Adding more RAM is unlikely to affect performance (rendering speed) unless you have been using up all your available memory (with 8GB it's possible but not especially likely). It will however allow you to make much more complex scenes and render at higher resolutions.
Render times will be rather long for higher resolutions, and your detail settings are also fairly high, particularly main detail at 9. I think you would do just fine with 0.75 or even 0.6, especially with the type of scene (fairly dark) that that tutorial produces.

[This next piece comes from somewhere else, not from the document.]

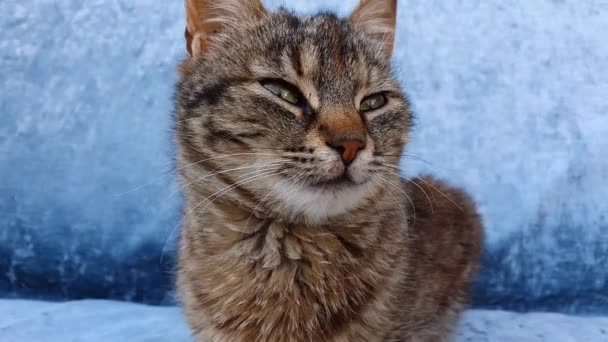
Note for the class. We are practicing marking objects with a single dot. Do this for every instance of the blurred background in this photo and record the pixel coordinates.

Your plant quality, which probably dominates scene detail, will be based on your antialiasing settings (unless for some reason you disabled raytracing of objects), so the main detail is only affecting terrain quality (which you can't see very well, presumably) and GI. 0.9 is probably a waste in this case, if not many others (I seldom go above 0.75 myself).
Supersample Prepass will add some to your render time, but not (in my experience) tremendously. It is generally a good option, though not strictly necessary. I tend to leave it on and adjust other settings instead to conserve render time as needed.

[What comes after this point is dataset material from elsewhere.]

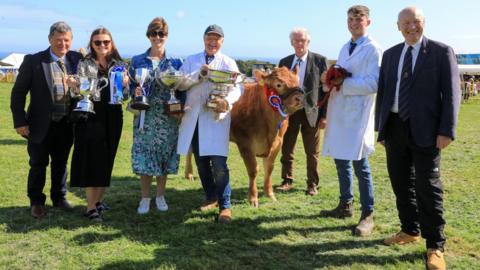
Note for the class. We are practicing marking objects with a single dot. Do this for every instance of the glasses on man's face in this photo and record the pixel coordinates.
(100, 42)
(160, 34)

DPI actually has nothing to do with image resolution or detail. It only has relevance when printing, generally speaking. Changing the DPI of your image should not change how it is rendered or displayed. This is why TG does not give any control over DPI settings. DPI is merely a number encoded in meta data for an image. If it's not filled in, many imaging programs will just assume 72dpi as a default. So TG images quite possibly show up that way. In any case the absolute rendered resolution (e.g. 1600x1200) is all you need to worry about when setting TG render resolution. If you want to know how big it will print, divide it by your intended print DPI (generally 300) to get a number in inches.